Präsident Giorgio Napolitano sagte, er werde nun zusammen mit Ministerpräsident Enrico Letta über die nächsten Schritte entscheiden. Nach einem Rücktritt der Regierung könnte Napolitano erneut Letta oder einen anderen Politiker beauftragen, eine neue Regierungsmehrheit zu suchen. Bisher war er strikt dagegen, das Parlament aufzulösen und Neuwahlen auszurufen.

In der Koalition aus Berlusconis PdL-Partei (Volk der Freiheit) und der sozialdemokratischen PD (Demokratische Partei) des Regierungschefs hatte es in den vergangenen Wochen erhebliche Spannungen gegeben. Dabei ging es vor allem um den drohenden Ausschluss des rechtskräftig verurteilten Berlusconi aus dem Senat. Darüber soll der zuständige Immunitätsausschuss der Kammer am Freitag entscheiden.

Berlusconis Kritik

In einer ersten Abstimmung hatte der Ausschuss dies mehrheitlich abgelehnt. Letta kündigte daraufhin an, er werde kommende Woche im Parlament die Vertrauensfrage stellen, um zu sehen, ob er noch eine stabile Mehrheit hinter sich hat. Er hatte von der PdL ein Bekenntnis zur Regierung verlangt. Auf einer Kabinettssitzung am Freitag sagte der Regierungschef, die Beilegung der politischen Krise sei Voraussetzung für die weitere Gesetzgebung.

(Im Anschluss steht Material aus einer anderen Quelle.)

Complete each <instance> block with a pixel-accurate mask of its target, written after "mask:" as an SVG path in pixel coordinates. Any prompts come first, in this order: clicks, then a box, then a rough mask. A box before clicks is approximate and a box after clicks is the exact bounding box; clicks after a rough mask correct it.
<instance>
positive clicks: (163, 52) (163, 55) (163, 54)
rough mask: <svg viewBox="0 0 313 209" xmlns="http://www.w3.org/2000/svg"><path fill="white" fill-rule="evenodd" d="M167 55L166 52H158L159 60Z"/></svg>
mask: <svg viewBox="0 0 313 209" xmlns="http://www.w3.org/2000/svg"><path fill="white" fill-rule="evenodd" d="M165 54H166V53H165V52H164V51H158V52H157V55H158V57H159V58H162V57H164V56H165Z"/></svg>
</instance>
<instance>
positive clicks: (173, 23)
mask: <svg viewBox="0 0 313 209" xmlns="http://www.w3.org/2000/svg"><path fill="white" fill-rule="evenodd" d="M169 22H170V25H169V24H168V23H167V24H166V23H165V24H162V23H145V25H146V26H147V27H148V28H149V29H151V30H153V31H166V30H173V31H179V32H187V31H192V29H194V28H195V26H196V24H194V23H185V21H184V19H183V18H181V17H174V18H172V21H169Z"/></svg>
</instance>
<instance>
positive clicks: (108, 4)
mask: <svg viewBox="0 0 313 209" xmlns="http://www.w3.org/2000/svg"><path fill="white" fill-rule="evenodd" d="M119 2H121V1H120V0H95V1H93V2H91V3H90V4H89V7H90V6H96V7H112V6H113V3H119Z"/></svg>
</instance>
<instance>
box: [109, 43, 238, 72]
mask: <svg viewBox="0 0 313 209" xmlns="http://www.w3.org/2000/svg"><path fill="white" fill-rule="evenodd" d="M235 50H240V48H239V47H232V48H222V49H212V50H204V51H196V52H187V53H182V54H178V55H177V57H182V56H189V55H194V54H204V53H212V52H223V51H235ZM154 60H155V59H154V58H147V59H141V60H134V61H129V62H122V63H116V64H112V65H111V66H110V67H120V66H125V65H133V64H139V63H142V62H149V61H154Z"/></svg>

Das Kabinett hatte unter anderem über Möglichkeiten beraten, eine umstrittene Erhöhung des Mehrwertsteuersatzes von 21 auf 22 Prozent zum 1. Oktober zu verschieben. Doch Letta erklärte anschließend, solange die politische Lage im Parlament nicht geklärt sei, werde vorübergehend jede Regierungsentscheidung, auch zu Steuern oder Wirtschaftsfragen, gestoppt.

Den Streit um die Mehrwertsteuererhöhung nannte Berlusconi nun als Motiv für den Rücktritt seiner Minister. Mit seiner Entscheidung, die Mehrwertsteuer automatisch zum 1. Oktober zu erhöhen, verletze Letta den "Regierungspakt", kritisierte Berlusconi.

"Letzter Akt vor dem Kollaps"

Letta warf seinem Vorvorgänger in einer zehnzeiligen Erklärung vor, die Mehrwertsteuer als "Alibi" zu missbrauchen, um den "törichten und unverantwortlichen" Rücktritt seiner Minister zu rechtfertigen. In Wahrheit diene dieser allein dem "Schutz seiner persönlichen Interessen". Eine "derart große Lüge und ein derartige Versuch, die Wahrheit zu verzerren", werde auf Berlusconi zurückfallen, warnte der Ministerpräsident. Mit Blick auf die anstehende Vertrauensabstimmung fügte er hinzu, im Parlament werde nun "jeder seine Verantwortung vor dem Land übernehmen". PD-Parteichef Guglielmo Epifani nannte den Rücktritt der Minister den letzten Akt vor dem Kollaps.

Staatschef Napolitano hatte Berlusconis Partei zuvor scharf kritisiert. Sie sollte nicht die Funktionsfähigkeit des Parlaments aufs Spiel setzen, sagte Napolitano. Es sei absurd, dass Berlusconi ein Gerichtsurteil gegen sich als einen "Staatsstreich" bezeichne.

Berlusconi, der am Sonntag 77 Jahre alt wird, war am 1. August in letzter Instanz wegen Steuerbetrugs bei seinem Medienkonzern und Korruption zu vier Jahren Haft verurteilt worden, wovon er drei Jahre nicht verbüßen muss. Weitere Verfahren sind anhängig, darunter eines wegen Amtsmissbrauchs und Sex mit einer minderjährigen Prostituierten. Die Anhänger des reichen Medienunternehmers argumentieren, dass das sogenannte Severino-Gesetz von 2012, wonach jeder zu mehr als zwei Jahren Haft verurteilte Politiker sein Mandat verliert, nicht auf frühere Delikte anwendbar sei.